OO vs. Erlang

Wed Mar 12 08:31:24 CET 2003

I had to do some driving this weekend, so I got a lot of
thinking done.  Unfortunately it would take me days to
post what I have been thinking about so it will have to
come out over the next week or so little by little.

Paraphrasing Chris:

 > imperative and functional
 >    = destructive and derivational,
 >  or = persistent and emphemeral
 >  or = updatable and single-assignment

 > In OO, objects are often attributed with "identity", and
 > this directly relates to ephemeral vs persistent
 > (identity implies persistence.)

 > Erlang can encapsulate ephemeral data (the
 > function arguments) within a persistententity (the server)

When I mentioned Okasaki's term "persistence" it means
something very different than the same term applied to
OO instances.  I suppose it is unfortunate that he chose
that term because it has such a history as a term for storing
objects in a database across invocations of a process.
In erlang:

#state{a = 1, b = 2}  = State1.
State2 = State1#{a = 3}.

creates two versions of a #state object.  The
data structure is called "persistent" because it _cannot_
be modified and so must always be copied leaving both
versions accessible _simultaneously_.  In C++ or OO
languages, modifying the instance automatically changes
all references to it to give only the new value of the state.
One has to explicitly copy the object if the old version is
needed, something we are taught to avoid doing unnecessarily.
It is not "persistent" because a single change destroys
the old version.

 > I'm not actually convinced that undo does become so
 > much easier, because anything should be able to query
 > the value of the textbox at any time - the textbox is persistent.

See above.  In an X-windows or other implementation, the
textbox is not persistent in the Functional sense because it
is destructively modified thus changing its state.  The undo
information in X-windows is not associated with the textbox
but must be cached somewhere else and the internal state
of the textbox requested to be replaced (I believe that is
how it is done).

 > If it comes down to how I'd code it, the textbox would be
 > a server, which would still have to keep a list of all previous
 > values the textbox had, as its state - it would be nice to be
 > able to leverage the recursive nature of functions to implicitly
 > store those old values, but I don't think it could be done if
 > that textbox could be arbitrarily addressed by other processes

The code would work like this:

textbox:new() -> #charset{ version = [], data = [], redo = [] }

add_char(Char, #charset{ version = OldVsns, data = String }) ->
     NewString = [ Char | String ],
     #charset{ version = [ NewString | OldVsns ], data = NewString }.

del_char(#charset{ version = OldVsns, data = [ Char | Rest ] }) ->
     #charset{ version = [ Rest | OldVsns ], data = Rest};

del_char(#charset{ data = [] } = TextBox) ->
     beep(),
     TextBox.

ins_char(Char, Pos, #charset{ version = OldVsns, data = String }) ->
     InsPos = length(String) - Pos,
     NewString = lists:sublist(String, InsPos) ++ [ Char ] ++ 
lists:nthtail(InsPos, String),
     #charset{ version = [ NewString | OldVsns ], data = NewString }.
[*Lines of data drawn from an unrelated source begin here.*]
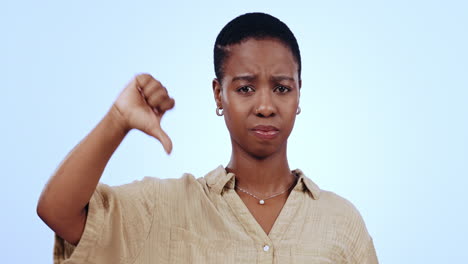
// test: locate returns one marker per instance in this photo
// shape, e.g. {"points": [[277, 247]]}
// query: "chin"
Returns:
{"points": [[263, 152]]}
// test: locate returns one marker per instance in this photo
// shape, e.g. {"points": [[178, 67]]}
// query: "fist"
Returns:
{"points": [[142, 104]]}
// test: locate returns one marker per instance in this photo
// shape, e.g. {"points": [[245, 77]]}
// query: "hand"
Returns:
{"points": [[142, 104]]}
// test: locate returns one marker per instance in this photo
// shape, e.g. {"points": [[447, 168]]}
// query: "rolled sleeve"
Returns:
{"points": [[118, 222]]}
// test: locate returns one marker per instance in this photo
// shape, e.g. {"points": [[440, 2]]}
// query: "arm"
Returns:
{"points": [[63, 202]]}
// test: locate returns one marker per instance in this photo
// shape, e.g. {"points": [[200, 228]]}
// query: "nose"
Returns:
{"points": [[265, 106]]}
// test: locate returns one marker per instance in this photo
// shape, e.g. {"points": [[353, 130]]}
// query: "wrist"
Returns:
{"points": [[117, 120]]}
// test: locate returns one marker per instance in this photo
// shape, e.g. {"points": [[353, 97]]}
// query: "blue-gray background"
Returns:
{"points": [[383, 122]]}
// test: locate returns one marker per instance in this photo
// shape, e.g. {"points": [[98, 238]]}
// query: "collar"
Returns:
{"points": [[218, 180]]}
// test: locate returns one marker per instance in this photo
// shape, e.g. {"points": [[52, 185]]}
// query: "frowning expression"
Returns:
{"points": [[259, 95]]}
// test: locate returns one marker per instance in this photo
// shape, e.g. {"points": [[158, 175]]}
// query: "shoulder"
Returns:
{"points": [[338, 205]]}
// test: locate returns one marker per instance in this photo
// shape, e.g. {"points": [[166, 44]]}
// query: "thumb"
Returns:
{"points": [[163, 138]]}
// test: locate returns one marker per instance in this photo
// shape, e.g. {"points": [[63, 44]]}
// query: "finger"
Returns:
{"points": [[143, 79], [156, 98], [167, 104], [163, 138]]}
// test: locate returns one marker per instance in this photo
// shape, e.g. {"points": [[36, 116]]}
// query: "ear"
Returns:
{"points": [[217, 92], [300, 85]]}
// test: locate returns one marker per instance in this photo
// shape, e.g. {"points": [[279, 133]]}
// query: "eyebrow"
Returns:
{"points": [[250, 78], [280, 78]]}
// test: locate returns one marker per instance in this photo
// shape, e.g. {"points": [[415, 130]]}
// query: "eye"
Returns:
{"points": [[245, 89], [282, 89]]}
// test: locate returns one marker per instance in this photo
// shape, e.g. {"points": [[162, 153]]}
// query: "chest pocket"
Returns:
{"points": [[188, 247]]}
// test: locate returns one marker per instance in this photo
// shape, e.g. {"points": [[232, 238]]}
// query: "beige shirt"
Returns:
{"points": [[203, 220]]}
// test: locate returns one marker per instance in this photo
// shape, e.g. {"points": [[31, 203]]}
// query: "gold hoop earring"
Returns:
{"points": [[218, 113]]}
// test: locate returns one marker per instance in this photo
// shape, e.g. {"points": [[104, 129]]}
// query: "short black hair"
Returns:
{"points": [[256, 26]]}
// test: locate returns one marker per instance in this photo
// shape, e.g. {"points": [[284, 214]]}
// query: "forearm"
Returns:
{"points": [[69, 190]]}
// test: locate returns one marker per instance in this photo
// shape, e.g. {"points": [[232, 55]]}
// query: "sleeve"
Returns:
{"points": [[117, 225], [361, 245]]}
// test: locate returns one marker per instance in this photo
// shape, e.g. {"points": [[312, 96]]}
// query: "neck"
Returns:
{"points": [[261, 175]]}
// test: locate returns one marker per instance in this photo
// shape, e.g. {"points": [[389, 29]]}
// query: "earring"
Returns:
{"points": [[218, 109]]}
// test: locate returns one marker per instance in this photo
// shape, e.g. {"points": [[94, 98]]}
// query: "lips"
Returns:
{"points": [[265, 132]]}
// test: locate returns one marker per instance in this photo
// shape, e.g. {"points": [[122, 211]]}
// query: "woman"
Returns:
{"points": [[254, 210]]}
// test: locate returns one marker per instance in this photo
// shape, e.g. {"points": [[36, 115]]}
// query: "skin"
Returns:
{"points": [[260, 165], [260, 86]]}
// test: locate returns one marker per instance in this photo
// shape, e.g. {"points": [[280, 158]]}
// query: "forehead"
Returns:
{"points": [[264, 56]]}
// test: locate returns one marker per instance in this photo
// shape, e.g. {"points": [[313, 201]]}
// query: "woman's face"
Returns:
{"points": [[259, 95]]}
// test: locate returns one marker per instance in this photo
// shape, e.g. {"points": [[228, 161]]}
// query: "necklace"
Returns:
{"points": [[260, 200]]}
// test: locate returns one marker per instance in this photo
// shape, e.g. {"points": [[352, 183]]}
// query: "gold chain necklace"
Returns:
{"points": [[260, 200]]}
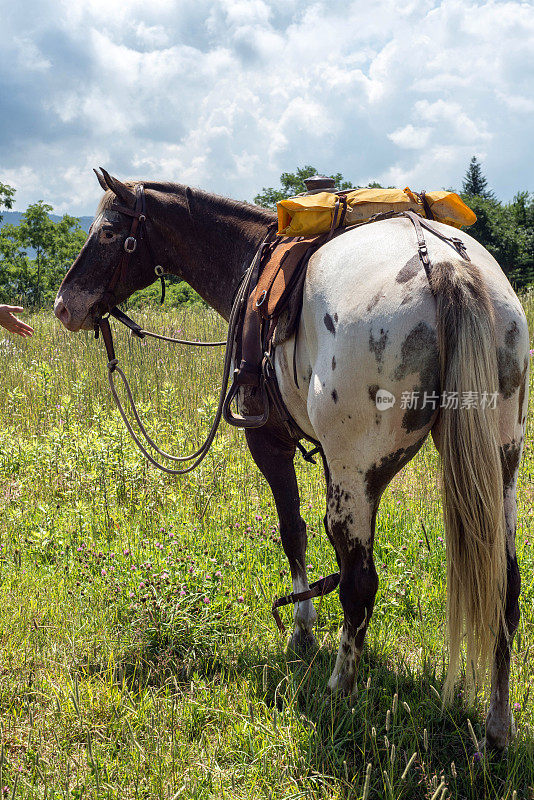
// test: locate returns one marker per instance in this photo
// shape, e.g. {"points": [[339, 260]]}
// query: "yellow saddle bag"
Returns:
{"points": [[312, 214]]}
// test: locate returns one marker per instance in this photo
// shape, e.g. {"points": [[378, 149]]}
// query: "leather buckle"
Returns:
{"points": [[261, 298]]}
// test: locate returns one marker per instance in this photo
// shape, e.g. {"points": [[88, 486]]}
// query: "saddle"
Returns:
{"points": [[272, 306]]}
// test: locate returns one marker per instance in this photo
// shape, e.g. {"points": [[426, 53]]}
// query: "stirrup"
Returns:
{"points": [[238, 420]]}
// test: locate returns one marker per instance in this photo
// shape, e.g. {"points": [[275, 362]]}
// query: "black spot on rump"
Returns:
{"points": [[380, 474], [409, 270], [419, 355], [377, 346], [372, 303], [329, 324], [511, 336], [522, 391]]}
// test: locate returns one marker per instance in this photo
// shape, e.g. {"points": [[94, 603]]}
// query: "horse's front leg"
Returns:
{"points": [[274, 453]]}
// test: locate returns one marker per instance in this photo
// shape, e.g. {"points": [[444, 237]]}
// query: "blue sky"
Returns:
{"points": [[227, 94]]}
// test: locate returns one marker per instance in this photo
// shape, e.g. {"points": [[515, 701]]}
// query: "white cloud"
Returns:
{"points": [[410, 137], [226, 94]]}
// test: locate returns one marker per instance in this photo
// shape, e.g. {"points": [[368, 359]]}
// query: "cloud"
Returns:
{"points": [[227, 94]]}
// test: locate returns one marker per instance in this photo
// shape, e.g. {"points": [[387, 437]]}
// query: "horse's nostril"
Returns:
{"points": [[62, 312]]}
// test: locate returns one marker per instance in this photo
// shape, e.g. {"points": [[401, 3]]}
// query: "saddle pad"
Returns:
{"points": [[279, 273]]}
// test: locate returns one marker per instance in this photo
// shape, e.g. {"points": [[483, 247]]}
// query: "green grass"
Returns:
{"points": [[139, 658]]}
undo(#charset{ version = [ CurrVsn | OldVsns ], data = String, redo = Redo 
}) ->
     case OldVsns of
         [ Prev | _Older ] ->
             #charset{ version = OldVsns, data = Prev, redo = [ CurrVsn | 
Redo ] };
         [] ->
             #charset{ version = [], data = [], redo = [ CurrVsn | Redo ] }
     end;
undo(#charset{ version = [] } = TextBox) ->
     beep(),
     TextBox.

redo(#charset{ version = OldVsns, data = String, redo = [ Redo | Rest] }) ->
     #charset{ version = [ Redo | OldVsns ], data = Redo, redo = Rest };
redo(#charset{ redo = [] } = TextBox) ->
     beep(),
     TextBox.

[Warning: the above code is untested and typed in for the
first time in this message, but is approximately what you want.
Try it out and then print out the version field with one
entry per line to see the entire typo-prone history of the textbox.]

First note that paying attention to the internals without regard
to the display leads to an efficient and understandable data
structure that is completely unexpected when compared to the
imperative approach used by X-windows, et al.  The string in
the textbox is maintained as a _reverse_ list of characters,
because typically characters are added or removed one at a
time.  You would need to add functions for cut and paste, but
they look the same except for working on sublists at a time.

Second, the code uses the nature of functional data structure
versions that comes automatically to allow undo and redo.  The
internal implementation shares sublists to provide the most
efficient memory utilization that records all versions of the string
ever created.  (I would replace ins_char with a call to a function
that creates the inserted list recursively in an efficient way
rather than using append as I did above for clarity.)  The undo
and redo should still work regardless of the type of edit performed
(even removing every other letter in one shot or some other
strange transmogrification).

To do this in an imperative language you would have to introduce
lists and explicitly copy the string every time (and I'll bet you
wouldn't have stored it backwards because you probably pre-
allocated the memory and used a pointer -- it wouldn't even occur
to you that backwards storage might be beneficial) so I would
wager the imperative implementation would be less efficient.  On
top of that you would have to make new instances with different
length pre-allocated buffers for each textbox you wanted, or else
make it really big and hope you never overrun it (probably the
most commonly occurring and most insecure bug in all of software)
or some complicated realloc refinement would have to be
introduced (which of course would triple the memory use
because you would realloc at double size, copy memory and
then free).

In erlang, manipulating every version of the data structure that
ever existed is more natural and fairly straight-forward.  The
textbox behaviour above could be in a separate process so no
other code could get at the internals other than using the message
interface (strong encapsulation). If a pointer to a particular
version of the textbox internals were obtained outside the
process, it couldn't be changed in a way that would affect the
textbox or undo / redo.  Also you get concurrent execution with
all the other textboxes (think of scrolling stock tickers for different
stock market exchanges instead of text type-in boxes).

In fact, other processes could arbitrarily ask for _any_ version
of the textbox internals if you provided an message interface to
do so.

jay